Anukul Roy

Personal information
- Full name: Anukul Sudhakar Roy
- Born: 30 November 1998 (age 27) Seraikela Kharsawan, Jharkhand, India
- Batting: Left-handed
- Bowling: Slow left-arm orthodox
- Role: All-rounder

Domestic team information
- 2017/18–present: Jharkhand
- 2019-2021: Mumbai Indians
- 2022-present: Kolkata Knight Riders

Career statistics
| Competition | FC | LA | T20 |
| Matches | 44 | 56 | 70 |
| Runs scored | 1,729 | 1,099 | 960 |
| Batting average | 27.01 | 30.52 | 25.94 |
| 100s/50s | 4/7 | 0/6 | 0/2 |
| Top score | 153 | 96* | 95* |
| Balls bowled | 7,453 | 2,388 | 1,283 |
| Wickets | 133 | 55 | 56 |
| Bowling average | 27.03 | 34.69 | 27.41 |
| 5 wickets in innings | 6 | 0 | 0 |
| 10 wickets in match | 2 | – | – |
| Best bowling | 8/55 | 4/31 | 4/17 |
| Catches/stumpings | 31/– | 27/– | 39/– |
- Source: ESPNcricinfo, 28 December 2025

= Anukul Roy =

Indian cricketer (born 1998)

Anukul Sudhakar Roy (अनुकूल सुधाकर रॉय; born 30 November 1998) is an Indian cricketer who plays for Jharkhand and Kolkata Knight Riders. In December 2017, he was named in India's squad for the 2018 Under-19 Cricket World Cup. He was the joint highest wicket taker in the Under-19 Cricket World Cup.

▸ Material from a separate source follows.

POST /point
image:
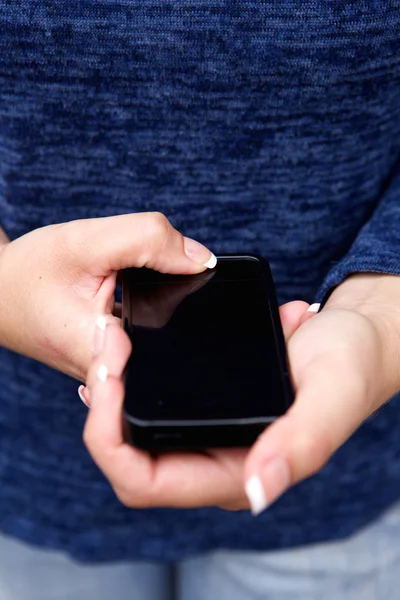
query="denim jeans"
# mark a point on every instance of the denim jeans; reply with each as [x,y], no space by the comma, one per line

He was born into a Maithil family in Seraikela Kharsawan in the state of Jharkhand. His family hails from Rosera, Samastipur district in the Mithila region of Bihar.

He made his List A debut for Jharkhand in the 2017–18 Vijay Hazare Trophy on 8 February 2018. He made his first-class debut for Jharkhand in the 2018–19 Ranji Trophy on 1 November 2018. He was the leading wicket-taker for Jharkhand in the tournament, with 30 dismissals in nine matches. He made his Twenty20 debut for Jharkhand in the 2018–19 Syed Mushtaq Ali Trophy on 21 February 2019. In October 2019, he was named in India B's squad for the 2019–20 Deodhar Trophy.

In February 2022, he was bought by the Kolkata Knight Riders in the auction for the 2022 Indian Premier League tournament. He made his debut for his new side against RR on 2 May 2022. He won the 2024 Indian Premier League title with them.